In molecular biology this protein domain, refers to UbiD, which is found in prokaryotes, archaea and fungi, with two members in Archaeoglobus fulgidus. They are related to UbiD, a 3-octaprenyl-4-hydroxybenzoate carboxy-lyase from Escherichia coli that is involved in ubiquinone biosynthesis. The member from Helicobacter pylori has a C-terminal extension of just over 100 residues that is shared, in part, by the Aquifex aeolicus homologue.

Function
Ubiquinone is an essential electron carrier in prokaryotes. In Escherichia coli, the Ubiquinone biosynthesis pathway involves at least nine reactions whereby 3-octaprenyl4-hydroxybenzoate
decarboxylase (UbiD) is an enzyme on the pathway which catalyses the conversion of  the substrate 3-octaprenyl-4-hydroxybenzoate to  the product, 2-octaprenyl phenol.

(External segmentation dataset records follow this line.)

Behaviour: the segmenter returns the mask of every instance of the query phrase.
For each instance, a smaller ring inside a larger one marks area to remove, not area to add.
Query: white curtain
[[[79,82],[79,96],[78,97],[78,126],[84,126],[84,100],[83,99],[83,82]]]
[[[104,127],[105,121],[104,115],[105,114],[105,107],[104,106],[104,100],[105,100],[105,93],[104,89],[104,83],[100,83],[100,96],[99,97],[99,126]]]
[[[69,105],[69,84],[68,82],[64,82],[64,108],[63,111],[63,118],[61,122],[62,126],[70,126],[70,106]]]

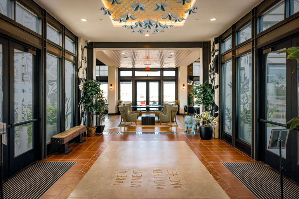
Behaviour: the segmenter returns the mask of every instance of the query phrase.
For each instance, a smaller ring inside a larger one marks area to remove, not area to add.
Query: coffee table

E. coli ubiD- mutants have defects in Q8 biosynthesis, accumulate 4-hydroxy-3-octaprenylbenzoicacid (HP8B), and lack decarboxylase activity in vitro. However, E. coli ubiD- mutants retained the ability to produce about 20–25% of the normal levels of Q 4-hydroxy-3-octaprenylbenzoic acid. In essence, the protein domain, UbiD, is vital to creating ubiquinone, an essential electron carrier in the creation on energy.